Technique execution:
- Apply an oscillatory force directed inferiorly (caudally), pushing the first rib toward the patient's feet
- Grade I–II: Gentle oscillations to assess mobility and modulate pain
- Grade III: Oscillations into the inferior resistance — the scalene muscles and costotransverse ligaments provide the barrier
- Duration: 20–30 seconds per set, 2–3 sets
Indications:
- Elevated first rib on palpation (compare height bilaterally)
- Scalene hypertonia with restricted first rib depression
- Thoracic outlet syndrome symptoms (neurovascular compression)
- Upper thoracic and cervicothoracic junction pain
Technique notes:
- Scalenes must be released first. The scalenes attach to the first rib and actively elevate it. Mobilizing against hypertonic scalenes is ineffective. Release the scalenes first, then mobilize the rib.
- Critical structure nearby: The brachial plexus and subclavian artery pass over the first rib between the anterior and middle scalenes. Palpate gently and do not compress these structures.
Muscles Crossing These Joints
Muscles Attaching to Ribs
Conditions Affecting These Joints
- Costovertebral dysfunction — hypomobility of rib joints producing posterior thoracic pain exacerbated by deep breathing; frequently misdiagnosed as muscular or facet pain
- Rib fracture — point tenderness at the fracture site, pain with thoracic compression, crepitus; absolute contraindication to mobilization
- conditions/thoracic-outlet-syndrome — elevated first rib narrows the costoclavicular space; first rib mobilization is a key treatment component
- Costochondritis / Tietze syndrome — inflammation at the costochondral junctions (anterior rib-cartilage junction); anterior chest wall pain that may mimic cardiac pain
- Intercostal neuralgia — irritation of intercostal nerves producing band-like pain along the rib distribution
Clinical Notes
- Costovertebral dysfunction is a "great mimicker." Rib joint pain can mimic cardiac pain (left-sided), hepatobiliary pain (right lower ribs), renal pain (posterolateral), or pleuritic pain (with respiratory exacerbation).
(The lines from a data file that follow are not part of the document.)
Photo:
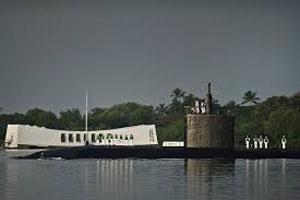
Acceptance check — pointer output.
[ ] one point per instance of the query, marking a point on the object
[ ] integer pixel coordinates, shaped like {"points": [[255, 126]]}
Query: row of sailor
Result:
{"points": [[262, 142]]}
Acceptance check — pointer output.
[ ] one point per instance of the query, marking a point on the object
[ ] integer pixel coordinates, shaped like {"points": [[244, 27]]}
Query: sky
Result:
{"points": [[120, 51]]}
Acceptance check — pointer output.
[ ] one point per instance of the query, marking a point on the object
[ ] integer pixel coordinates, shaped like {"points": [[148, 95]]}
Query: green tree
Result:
{"points": [[71, 119], [161, 109], [41, 118], [176, 105], [250, 97]]}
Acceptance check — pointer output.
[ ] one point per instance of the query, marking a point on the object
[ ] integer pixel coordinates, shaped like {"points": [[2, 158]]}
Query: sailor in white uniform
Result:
{"points": [[255, 141], [283, 142], [261, 142], [266, 142], [247, 141]]}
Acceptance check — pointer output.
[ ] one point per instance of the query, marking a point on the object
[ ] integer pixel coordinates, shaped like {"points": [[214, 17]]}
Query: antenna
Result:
{"points": [[86, 111]]}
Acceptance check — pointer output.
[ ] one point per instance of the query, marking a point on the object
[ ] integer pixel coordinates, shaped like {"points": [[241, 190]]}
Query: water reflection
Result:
{"points": [[205, 177], [149, 179]]}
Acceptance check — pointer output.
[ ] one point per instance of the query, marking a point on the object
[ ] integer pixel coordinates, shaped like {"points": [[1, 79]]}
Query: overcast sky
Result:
{"points": [[51, 51]]}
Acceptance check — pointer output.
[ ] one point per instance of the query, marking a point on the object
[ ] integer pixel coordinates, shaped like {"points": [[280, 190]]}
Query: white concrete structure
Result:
{"points": [[266, 142], [32, 136], [283, 142], [173, 144], [255, 141]]}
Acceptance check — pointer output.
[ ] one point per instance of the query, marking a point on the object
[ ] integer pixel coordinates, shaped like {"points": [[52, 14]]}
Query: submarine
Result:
{"points": [[206, 135]]}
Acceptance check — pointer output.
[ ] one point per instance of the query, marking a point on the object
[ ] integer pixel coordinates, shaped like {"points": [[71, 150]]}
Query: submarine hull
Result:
{"points": [[155, 152]]}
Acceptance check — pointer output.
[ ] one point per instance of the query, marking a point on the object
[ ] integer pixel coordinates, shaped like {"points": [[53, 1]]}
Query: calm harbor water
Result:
{"points": [[148, 178]]}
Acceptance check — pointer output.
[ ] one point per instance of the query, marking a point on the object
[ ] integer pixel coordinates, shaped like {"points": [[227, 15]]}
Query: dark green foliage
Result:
{"points": [[41, 118], [71, 119], [250, 97]]}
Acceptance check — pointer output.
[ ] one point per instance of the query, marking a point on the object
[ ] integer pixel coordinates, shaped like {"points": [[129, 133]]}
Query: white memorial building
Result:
{"points": [[22, 136]]}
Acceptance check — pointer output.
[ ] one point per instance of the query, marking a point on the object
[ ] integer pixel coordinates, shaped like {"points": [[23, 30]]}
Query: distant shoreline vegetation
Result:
{"points": [[274, 117]]}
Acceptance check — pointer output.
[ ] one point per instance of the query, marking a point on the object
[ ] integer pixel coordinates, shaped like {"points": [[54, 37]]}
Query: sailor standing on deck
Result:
{"points": [[261, 141], [266, 142], [247, 141], [255, 141], [283, 142]]}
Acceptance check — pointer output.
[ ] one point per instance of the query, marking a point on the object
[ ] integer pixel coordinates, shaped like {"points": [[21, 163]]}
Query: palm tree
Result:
{"points": [[177, 98], [161, 109], [250, 97]]}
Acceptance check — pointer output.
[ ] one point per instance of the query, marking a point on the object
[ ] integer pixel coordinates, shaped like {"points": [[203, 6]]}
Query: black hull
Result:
{"points": [[155, 152]]}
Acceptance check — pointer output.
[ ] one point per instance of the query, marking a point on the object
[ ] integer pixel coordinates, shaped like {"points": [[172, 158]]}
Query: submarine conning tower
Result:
{"points": [[206, 129]]}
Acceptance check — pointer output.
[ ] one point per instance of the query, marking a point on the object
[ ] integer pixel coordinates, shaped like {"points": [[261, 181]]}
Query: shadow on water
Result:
{"points": [[207, 177], [149, 178]]}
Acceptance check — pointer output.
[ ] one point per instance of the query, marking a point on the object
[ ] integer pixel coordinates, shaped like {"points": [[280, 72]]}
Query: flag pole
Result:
{"points": [[86, 111]]}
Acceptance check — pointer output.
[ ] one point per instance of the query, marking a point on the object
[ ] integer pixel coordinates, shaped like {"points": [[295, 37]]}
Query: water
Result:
{"points": [[148, 178]]}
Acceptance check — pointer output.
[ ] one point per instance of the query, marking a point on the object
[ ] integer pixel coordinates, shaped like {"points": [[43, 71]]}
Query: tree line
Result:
{"points": [[274, 117]]}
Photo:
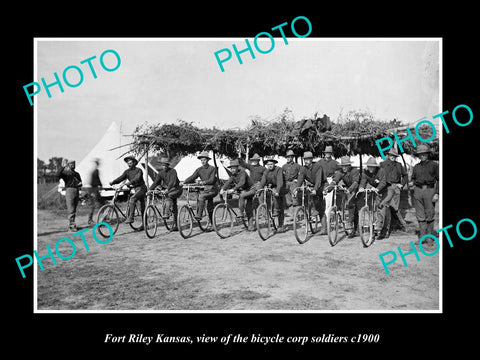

Always rule out visceral pathology before treating musculoskeletal rib dysfunction.
- The first rib is clinically the most important. An elevated, hypomobile first rib is implicated in thoracic outlet syndrome, upper thoracic pain, scalene spasm, and cervicothoracic junction dysfunction. Always assess first rib position and mobility in patients with upper extremity neurovascular symptoms.
- Respiratory assessment is a functional outcome. Measure thoracic expansion (tape measure at xiphoid level: full inspiration minus full expiration; normal >3 cm difference) before and after costovertebral mobilization. Improved expansion confirms rib mobility improvement.
Key Takeaways
- Costovertebral joints govern rib motion during respiration — upper ribs produce pump-handle (AP expansion), lower ribs produce bucket-handle (lateral expansion).
- Costovertebral dysfunction is a "great mimicker" — always rule out visceral pathology before treating rib joint pain.
- The first rib is the most clinically important — its elevation narrows the costoclavicular space and contributes to thoracic outlet syndrome.
- Always release the scalenes before mobilizing the first rib — they actively elevate it and resist inferior mobilization.